AWS EMR Spark Pipeline

spark pyspark aws emr s3

The Problem

Processing large historical financial datasets on a single machine was taking hours. Needed distributed compute that could scale with data volume.

What I Built

EMR Cluster: Configured AWS EMR cluster with master and worker nodes. Set up VPC networking, security groups, and S3 access.

PySpark Jobs: Built data processing pipelines using PySpark DataFrames and Spark SQL. Focused on aggregations, joins, and time-series analysis.

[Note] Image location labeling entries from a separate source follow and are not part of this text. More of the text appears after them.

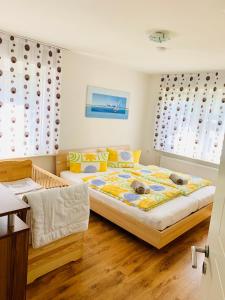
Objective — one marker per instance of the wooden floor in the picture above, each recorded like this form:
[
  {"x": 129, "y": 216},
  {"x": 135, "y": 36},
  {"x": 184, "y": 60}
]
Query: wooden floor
[{"x": 116, "y": 265}]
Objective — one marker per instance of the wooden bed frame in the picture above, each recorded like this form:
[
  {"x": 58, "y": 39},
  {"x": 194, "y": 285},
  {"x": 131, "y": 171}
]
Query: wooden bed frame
[
  {"x": 56, "y": 254},
  {"x": 152, "y": 236}
]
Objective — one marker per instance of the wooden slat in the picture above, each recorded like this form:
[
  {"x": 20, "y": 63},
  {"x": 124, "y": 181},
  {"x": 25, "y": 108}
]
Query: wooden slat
[
  {"x": 54, "y": 255},
  {"x": 15, "y": 170},
  {"x": 152, "y": 236}
]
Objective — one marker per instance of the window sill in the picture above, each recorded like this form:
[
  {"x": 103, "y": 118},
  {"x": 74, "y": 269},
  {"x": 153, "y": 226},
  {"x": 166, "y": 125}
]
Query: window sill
[{"x": 197, "y": 161}]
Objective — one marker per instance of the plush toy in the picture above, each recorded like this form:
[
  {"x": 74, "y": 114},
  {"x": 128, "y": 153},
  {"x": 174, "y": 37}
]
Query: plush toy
[
  {"x": 178, "y": 179},
  {"x": 140, "y": 187}
]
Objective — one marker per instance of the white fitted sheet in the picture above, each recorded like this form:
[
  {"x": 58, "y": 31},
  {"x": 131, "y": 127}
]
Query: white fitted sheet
[{"x": 159, "y": 217}]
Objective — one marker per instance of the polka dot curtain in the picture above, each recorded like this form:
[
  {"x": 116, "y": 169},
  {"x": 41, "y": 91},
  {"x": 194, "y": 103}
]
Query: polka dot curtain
[
  {"x": 30, "y": 79},
  {"x": 190, "y": 118}
]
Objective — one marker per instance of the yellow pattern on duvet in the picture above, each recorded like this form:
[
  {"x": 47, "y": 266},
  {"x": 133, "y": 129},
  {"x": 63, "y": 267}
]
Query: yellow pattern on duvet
[
  {"x": 117, "y": 185},
  {"x": 161, "y": 175}
]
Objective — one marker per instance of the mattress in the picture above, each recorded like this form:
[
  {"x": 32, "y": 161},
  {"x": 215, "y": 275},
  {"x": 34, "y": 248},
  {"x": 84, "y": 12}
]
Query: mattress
[{"x": 158, "y": 218}]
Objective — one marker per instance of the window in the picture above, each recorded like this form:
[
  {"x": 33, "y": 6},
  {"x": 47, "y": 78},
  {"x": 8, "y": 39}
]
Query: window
[
  {"x": 30, "y": 78},
  {"x": 190, "y": 118}
]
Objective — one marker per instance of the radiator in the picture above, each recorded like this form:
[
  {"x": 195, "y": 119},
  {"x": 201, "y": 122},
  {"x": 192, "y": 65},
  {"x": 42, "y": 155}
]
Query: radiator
[{"x": 189, "y": 167}]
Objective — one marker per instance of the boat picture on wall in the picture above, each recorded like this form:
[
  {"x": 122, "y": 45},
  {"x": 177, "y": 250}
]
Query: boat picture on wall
[{"x": 105, "y": 103}]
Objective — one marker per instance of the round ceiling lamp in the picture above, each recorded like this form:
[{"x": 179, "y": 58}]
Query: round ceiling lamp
[{"x": 159, "y": 36}]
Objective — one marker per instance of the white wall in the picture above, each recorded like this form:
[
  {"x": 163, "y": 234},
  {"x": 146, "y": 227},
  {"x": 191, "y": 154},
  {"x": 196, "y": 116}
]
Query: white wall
[
  {"x": 77, "y": 131},
  {"x": 149, "y": 155}
]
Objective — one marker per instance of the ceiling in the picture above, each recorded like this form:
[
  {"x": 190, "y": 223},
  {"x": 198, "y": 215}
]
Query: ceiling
[{"x": 116, "y": 30}]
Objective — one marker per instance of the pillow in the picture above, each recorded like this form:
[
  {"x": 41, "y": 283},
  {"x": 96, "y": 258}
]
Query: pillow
[
  {"x": 123, "y": 158},
  {"x": 90, "y": 162}
]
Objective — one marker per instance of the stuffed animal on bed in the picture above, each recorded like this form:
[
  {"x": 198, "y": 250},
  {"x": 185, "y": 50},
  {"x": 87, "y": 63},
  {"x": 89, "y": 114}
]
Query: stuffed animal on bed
[
  {"x": 140, "y": 187},
  {"x": 178, "y": 179}
]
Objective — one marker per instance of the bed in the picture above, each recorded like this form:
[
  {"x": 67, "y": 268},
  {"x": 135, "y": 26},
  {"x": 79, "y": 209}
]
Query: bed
[
  {"x": 47, "y": 258},
  {"x": 158, "y": 226}
]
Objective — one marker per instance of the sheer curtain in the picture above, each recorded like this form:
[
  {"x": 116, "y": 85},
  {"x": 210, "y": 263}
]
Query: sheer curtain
[
  {"x": 190, "y": 118},
  {"x": 30, "y": 79}
]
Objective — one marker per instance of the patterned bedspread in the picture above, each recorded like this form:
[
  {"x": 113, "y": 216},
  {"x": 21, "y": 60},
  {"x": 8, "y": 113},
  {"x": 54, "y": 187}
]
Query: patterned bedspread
[
  {"x": 161, "y": 176},
  {"x": 117, "y": 185}
]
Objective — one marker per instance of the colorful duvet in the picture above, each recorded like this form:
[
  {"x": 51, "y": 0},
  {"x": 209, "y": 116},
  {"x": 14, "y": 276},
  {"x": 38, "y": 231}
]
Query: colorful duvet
[
  {"x": 117, "y": 185},
  {"x": 161, "y": 176}
]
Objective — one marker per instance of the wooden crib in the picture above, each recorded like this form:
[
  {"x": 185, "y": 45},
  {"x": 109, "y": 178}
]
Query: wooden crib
[{"x": 52, "y": 256}]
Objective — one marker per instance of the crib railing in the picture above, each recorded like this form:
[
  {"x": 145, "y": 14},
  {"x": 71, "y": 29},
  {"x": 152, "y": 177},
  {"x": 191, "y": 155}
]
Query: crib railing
[{"x": 47, "y": 179}]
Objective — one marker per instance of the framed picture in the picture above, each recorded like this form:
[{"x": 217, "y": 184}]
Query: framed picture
[{"x": 107, "y": 104}]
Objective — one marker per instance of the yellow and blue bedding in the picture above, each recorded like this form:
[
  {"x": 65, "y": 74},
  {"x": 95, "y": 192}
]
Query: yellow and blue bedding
[
  {"x": 161, "y": 176},
  {"x": 118, "y": 185}
]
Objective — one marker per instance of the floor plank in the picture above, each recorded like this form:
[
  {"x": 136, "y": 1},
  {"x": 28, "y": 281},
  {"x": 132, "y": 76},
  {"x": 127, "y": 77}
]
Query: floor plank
[{"x": 117, "y": 265}]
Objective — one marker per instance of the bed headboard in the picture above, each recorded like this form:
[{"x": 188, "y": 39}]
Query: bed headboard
[
  {"x": 11, "y": 170},
  {"x": 62, "y": 162}
]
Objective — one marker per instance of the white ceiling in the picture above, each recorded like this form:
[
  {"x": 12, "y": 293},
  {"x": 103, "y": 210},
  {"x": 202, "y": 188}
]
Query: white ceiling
[{"x": 116, "y": 30}]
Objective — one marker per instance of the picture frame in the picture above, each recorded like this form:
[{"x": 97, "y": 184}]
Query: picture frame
[{"x": 106, "y": 103}]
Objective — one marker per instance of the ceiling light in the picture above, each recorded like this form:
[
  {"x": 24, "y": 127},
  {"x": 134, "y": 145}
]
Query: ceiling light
[{"x": 159, "y": 36}]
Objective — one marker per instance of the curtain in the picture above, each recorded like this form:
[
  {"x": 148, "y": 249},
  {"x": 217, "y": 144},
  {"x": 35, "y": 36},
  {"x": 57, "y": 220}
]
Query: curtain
[
  {"x": 30, "y": 82},
  {"x": 190, "y": 117}
]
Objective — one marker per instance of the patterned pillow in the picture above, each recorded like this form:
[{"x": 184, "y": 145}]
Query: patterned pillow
[
  {"x": 123, "y": 158},
  {"x": 88, "y": 162}
]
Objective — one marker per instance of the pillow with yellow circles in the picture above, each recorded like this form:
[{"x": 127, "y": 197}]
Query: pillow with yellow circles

from pyspark.sql import SparkSession
from pyspark.sql.functions import avg, sum, window
 
spark = SparkSession.builder.appName("FinancialAnalysis").getOrCreate()
 
# Read from S3
df = spark.read.parquet("s3://bucket/financial-data/")
 
# Time-series aggregation
daily_metrics = df.groupBy(
    window("date", "1 day"),
    "ticker"
).agg(
    avg("close").alias("avg_close"),
    sum("volume").alias("total_volume")
)
 
# Write partitioned output
daily_metrics.write.partitionBy("date").parquet("s3://bucket/processed/")

Performance Tuning: Optimized Spark configurations for memory, parallelism, and shuffle operations. Used broadcast joins for small lookup tables.

Key Decisions

Why EMR over local Spark? Data volume exceeded single-machine memory. EMR provides managed infrastructure with auto-scaling.

Why Parquet? Columnar format with compression. Significant I/O savings for analytical queries that only need specific columns.

Cost Optimization: Used spot instances for worker nodes (60% cost savings). Auto-terminate cluster after job completion.

Results

  • Processed GB-scale datasets in minutes
  • Scalable to larger volumes without code changes
  • Repeatable infrastructure with IaC

Key Technologies

Apache Spark, PySpark, AWS EMR, S3, VPC, Python